Civil Rights Field Trip
Thirty five years ago last week, the Reverend Dr. Martin Luther King, Jr. and his non-violence movement found Birmingham, Alabama. Police Commissioner Bull Connor and the white establishment resisted the freedom marchers’ attempts to integrate with police dogs, fire hoses, beatings, and jail time. Martin Luther King wrote his famous “letter from Birmingham jail” in the margins of a newspaper smuggled into his solitary cell. Forty years ago last week, the Rev. King was assassinated in Memphis.
This weekend I will visit Atlanta and Birmingham on a civil rights field trip. This has been a trip that I have looked forward to for many years. I became especially interested in this part of American History within the last 15 years or so, as I have learned more and more about the movement through books I have read and the lessons I have taught in my Civics classes over the years. It is still unbelievable to me that this social injustice, this assault on the Constitution and the Bill of Rights, this level of violence and hatred…happened in my life time.

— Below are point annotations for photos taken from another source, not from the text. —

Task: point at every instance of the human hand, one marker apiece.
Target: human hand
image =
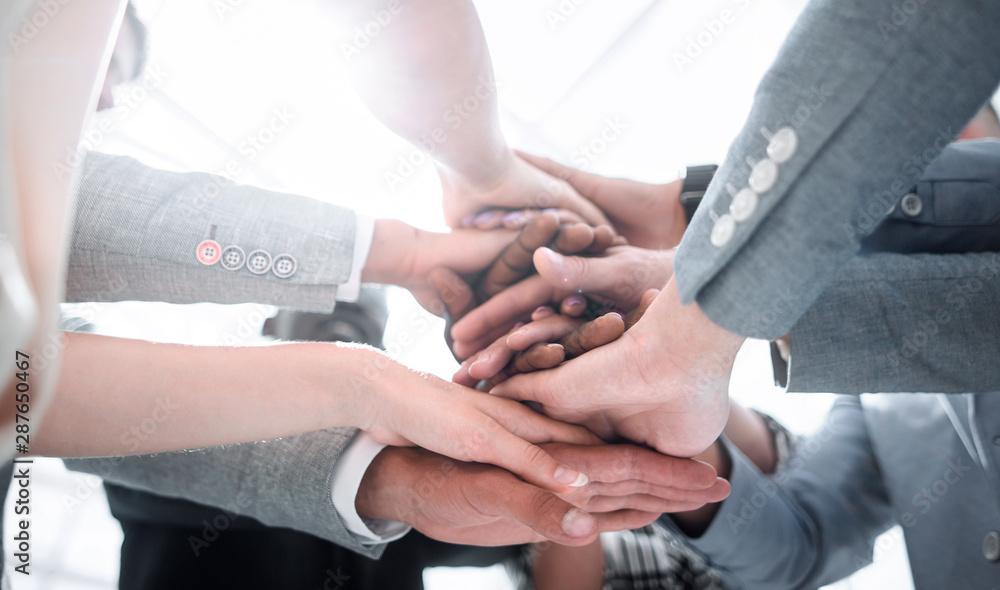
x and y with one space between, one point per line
616 280
546 341
519 186
401 407
479 504
663 383
648 215
457 297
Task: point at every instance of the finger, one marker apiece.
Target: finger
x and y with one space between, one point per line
550 329
541 511
641 502
624 520
492 359
491 219
573 306
542 312
584 182
573 238
537 358
604 237
503 309
515 262
455 294
466 348
636 314
603 330
567 217
528 387
625 462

Growing up in Iowa in the 1960’s did not did not expose me to these shortcomings, a decade in which America lost its innocence as it came to grips with its past.
The Field trip is being sponsored through the American History Grant which has benefited K-12 educators in the Northfield School district and beyond for the past 3 years. There will be about 30 of us visiting several sites in the “deep south,” the birthplace of King and the birthplace of a movement. I look forward to sharing my experience.